I have a quite large group of parquet files stored in S3 dataset. I want to ingest this into Druid. The parquet files sums up to about 1.5 billion rows.
Now, my problem is that the ingestion process takes forever, I am already 3 hours in and it seems it’s not done yet.
What could I tweak in my cluster so that I can make the ingestion process faster?
My cluster setup has 2x c3.8xlarge (32cores/60GB RAM) as the Historical/MiddleManager servers.
I made some changes in the config file, but alas, it’s still a bit slower than I anticipated.
Here are my current configs for indexer:
druid_indexer_runner_javaOptsArray=["-server", “-Xmx12g”, “-Xms1g”, “-XX:MaxDirectMemorySize=6g”, “-Duser.timezone=UTC”, “-Dfile.encoding=UTF-8”, “-Djava.util.logging.manager=org.apache.logging.log4j.jul.LogManager”]

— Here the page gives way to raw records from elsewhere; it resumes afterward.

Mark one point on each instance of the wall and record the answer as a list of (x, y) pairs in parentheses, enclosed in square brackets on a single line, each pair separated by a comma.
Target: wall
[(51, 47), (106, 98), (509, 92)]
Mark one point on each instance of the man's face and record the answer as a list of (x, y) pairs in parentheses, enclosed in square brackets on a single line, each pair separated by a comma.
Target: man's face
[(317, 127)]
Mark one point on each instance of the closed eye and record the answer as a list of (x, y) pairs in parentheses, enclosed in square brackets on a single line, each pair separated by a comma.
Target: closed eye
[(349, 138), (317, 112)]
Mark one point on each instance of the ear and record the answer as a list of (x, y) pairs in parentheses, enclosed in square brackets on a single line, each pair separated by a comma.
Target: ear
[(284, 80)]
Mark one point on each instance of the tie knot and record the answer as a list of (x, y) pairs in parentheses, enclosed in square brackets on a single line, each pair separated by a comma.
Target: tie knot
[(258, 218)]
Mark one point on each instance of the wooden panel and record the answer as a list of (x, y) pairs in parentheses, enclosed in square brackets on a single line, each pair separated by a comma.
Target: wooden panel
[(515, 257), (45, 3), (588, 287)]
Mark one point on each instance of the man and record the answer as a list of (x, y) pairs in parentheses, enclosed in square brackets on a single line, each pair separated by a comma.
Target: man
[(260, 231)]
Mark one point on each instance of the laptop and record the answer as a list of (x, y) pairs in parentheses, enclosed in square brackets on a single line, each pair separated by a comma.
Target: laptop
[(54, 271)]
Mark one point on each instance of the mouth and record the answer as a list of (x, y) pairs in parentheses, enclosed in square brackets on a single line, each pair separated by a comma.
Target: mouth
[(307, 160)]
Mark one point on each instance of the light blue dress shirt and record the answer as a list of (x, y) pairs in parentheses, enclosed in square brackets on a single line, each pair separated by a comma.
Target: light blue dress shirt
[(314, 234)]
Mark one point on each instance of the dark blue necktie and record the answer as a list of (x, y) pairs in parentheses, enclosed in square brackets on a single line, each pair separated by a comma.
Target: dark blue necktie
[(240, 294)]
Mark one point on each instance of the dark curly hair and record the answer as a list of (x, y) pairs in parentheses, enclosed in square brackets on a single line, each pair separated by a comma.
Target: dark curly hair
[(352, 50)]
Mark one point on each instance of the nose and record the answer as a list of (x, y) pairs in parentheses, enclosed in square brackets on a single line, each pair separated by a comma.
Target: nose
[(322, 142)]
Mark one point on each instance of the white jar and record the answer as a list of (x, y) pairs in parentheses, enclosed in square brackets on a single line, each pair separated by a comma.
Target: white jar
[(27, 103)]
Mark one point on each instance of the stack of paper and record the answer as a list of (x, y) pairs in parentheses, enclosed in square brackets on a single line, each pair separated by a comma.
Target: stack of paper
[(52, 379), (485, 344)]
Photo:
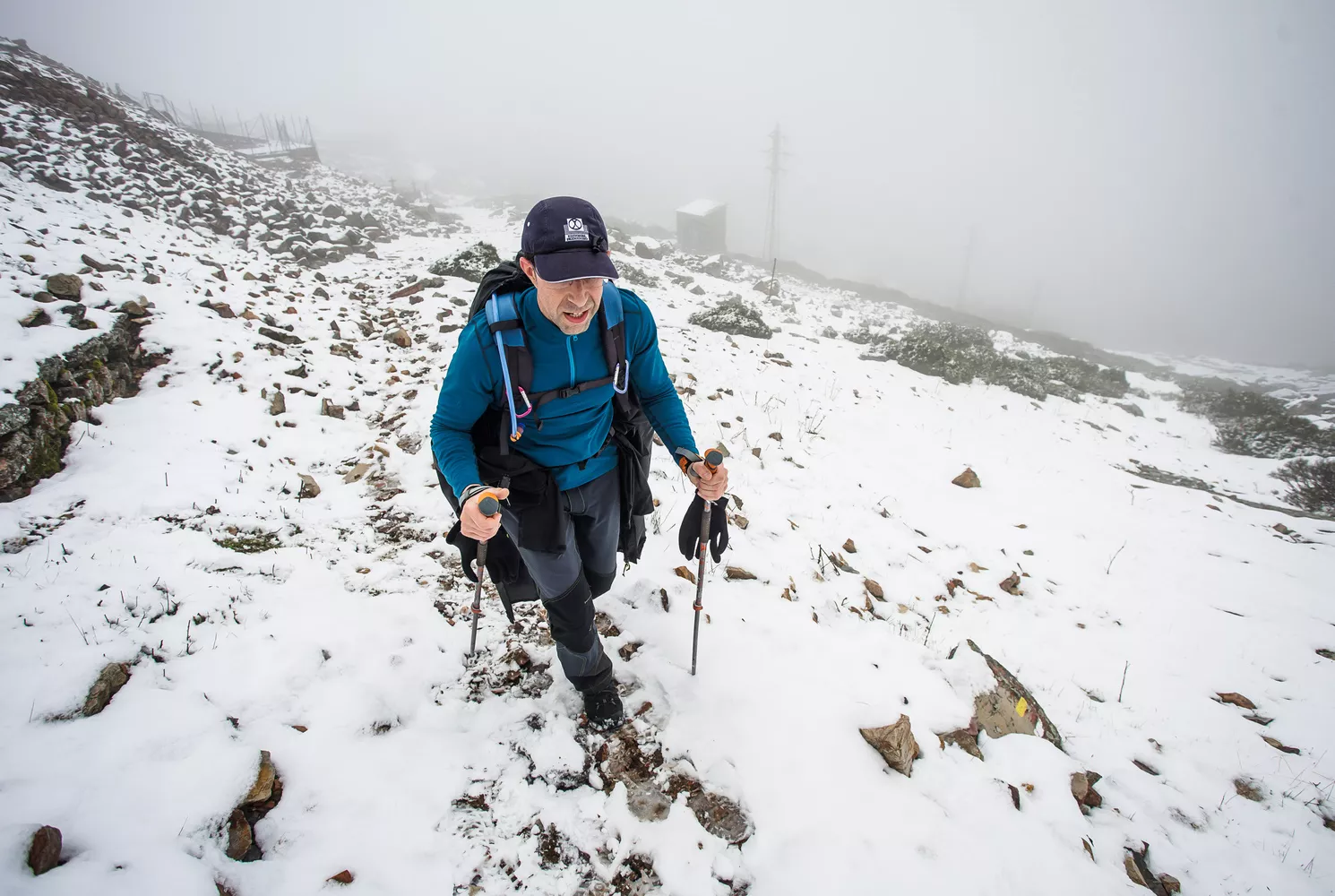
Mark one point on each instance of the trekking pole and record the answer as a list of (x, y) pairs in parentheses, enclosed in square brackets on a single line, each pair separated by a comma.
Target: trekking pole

One thing to note with my ingestion script is that I increase the *maxBytesInMemory *to around 11GB. This somehow made my ingestion a bit faster according to logs since it reports of higher number of rows (around 40k) when spilling to disk.
Is it correct to assume that maxBytesInMemory relies on the indexer heap size (-Xmx)? And what it does is it collects 11GB worth of input data and aggregate it before spilling to disk?
Would appreciate if someone can guide me on what should I do to optimize my ingestion process.